Le problème est à la fois quantitatif (les moyens financiers du périscolaire par exemple ) mais surtout, qualitatif.Il renvoie pour moi au non dit de la question éducative en France : la réforme de l’école Francaise est indispensable, car l’échec -scolaire- est trop grand. Et il est trop grand notamment par ce que nous avons tous une attitude reproductrice de l’élitisme. Dans une société qui prône les valeurs d’égalité, ce sujet est tabou.
D’où cet embrasement systématique lorsque l’on aborde les questions scolaires.

Difficile évolution des pratiques pédagogiques :

quelques éléments pour la réflexion et l’action

Pourquoi la transformation des pratiques pédagogiques est elle si difficile ?
Parce qu’elle implique à mon sens une transformation culturelle :

 1. D’abord, ne pas avoir les réflexes de la sélectivité, encourager les plus faibles tout en encourageant les plus forts. C’est à dire, concrètement, à la fois ne pas sanctionner - au sens de punir- en raison de mauvais résultats, mais encourager cependant l’effort, car sans effort on ne fait rien, en un mot « tirer l’élève vers le haut » ; lui permettre d’accéder à d’autres joies , plus intellectuelles, et incluant le plaisir de progresser.
C’est cette dynamique qui importe. Elle n’est pas, culturellement, inée, tout comme n’est pas inée la pratique de la collaboration dans l’entreprise. Nous, français, ne sommes en réalité pas tant épris d’égalité que cela. Egalité, non pas en termes de compétences, non pas non plus en termes d’égalitarisme qui nierait l’individu et son originalité, mais en terme de d’égalité de la valeur humaine, en termes de droits à vivre, et de droit à progresser (pas de paresser).

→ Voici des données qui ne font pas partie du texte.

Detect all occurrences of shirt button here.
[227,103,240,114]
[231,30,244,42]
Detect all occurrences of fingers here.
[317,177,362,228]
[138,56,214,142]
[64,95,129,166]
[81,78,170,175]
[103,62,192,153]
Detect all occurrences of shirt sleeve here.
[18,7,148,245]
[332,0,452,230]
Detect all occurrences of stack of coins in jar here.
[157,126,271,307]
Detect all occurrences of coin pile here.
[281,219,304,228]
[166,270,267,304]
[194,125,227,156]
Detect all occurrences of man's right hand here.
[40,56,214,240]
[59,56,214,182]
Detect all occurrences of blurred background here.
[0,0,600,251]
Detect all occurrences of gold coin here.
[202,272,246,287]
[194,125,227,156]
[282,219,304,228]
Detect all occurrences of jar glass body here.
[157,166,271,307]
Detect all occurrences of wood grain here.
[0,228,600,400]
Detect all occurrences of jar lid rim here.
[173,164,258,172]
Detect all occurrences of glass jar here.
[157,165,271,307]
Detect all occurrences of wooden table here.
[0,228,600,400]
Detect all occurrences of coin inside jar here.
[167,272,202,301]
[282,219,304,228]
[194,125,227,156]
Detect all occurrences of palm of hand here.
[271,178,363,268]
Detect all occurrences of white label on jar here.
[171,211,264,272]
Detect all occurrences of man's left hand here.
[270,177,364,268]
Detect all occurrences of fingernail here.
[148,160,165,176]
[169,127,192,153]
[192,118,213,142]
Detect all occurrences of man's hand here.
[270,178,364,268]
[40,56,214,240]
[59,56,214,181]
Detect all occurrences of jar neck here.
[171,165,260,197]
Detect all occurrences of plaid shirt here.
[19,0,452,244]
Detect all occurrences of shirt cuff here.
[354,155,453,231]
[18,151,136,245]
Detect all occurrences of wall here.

Cela nous renvoie à deux difficultés majeures :

  •  d’une part, la nécessité de conceptualiser une définition de l’égalité qui tienne compte des différences individuelles et de la richesse des individus - qui implique, par exemple, une pédagogie différenciée que les GRETA ou structures AFPA savent parfois bien mettre en oeuvre dans le cadre de l’intégration des personnes handicapées (CF la démarche H+ initiée par la région rhône alpes),
  •  et d’autre part, modifier l’approche négative que nous avons des métiers techniques et manuels et des services à la personne. Tant que l’artisanat, le travail technique, les service à la personne resteront aussi peu valorisés au collège et dans la société, le collège restera la grande gare de triage qui sélectionne par l’échec et constitue un frein à la valorisation de l’instruction des citoyens quel que soit leur métier.

 2. Deuxième transformation culturelle indispensable : reconsidérer la question du travail et des revenus [enjeu dépassant largement le champ d’action des enseignants].

Tant que la société ne sera pas en capacité de donner un travail utile à chacun - ce qui implique notamment de réfléchir sans idéologie à la réduction du temps de travail, au rôle de l’emploi public, aux métiers de la 3eme révolution industrielle énergétique et numérique (…) - il n’y aura pas au collège de justification solide, concrète, à la pédagogie de l’effort, ou au moins du travail dans l’apprentissage.
Tant que la société n’aura pas inscrit comme projet essentiel de donner un travail, un revenu et un rôle suffisamment valorisant à chacun de ses membres, il n’y aura pas d’éducation nationale émancipatrice et créatrice de citoyenneté collective. Car il n’y a pas d’égalité d’avenir, et de reconnaissance sociale.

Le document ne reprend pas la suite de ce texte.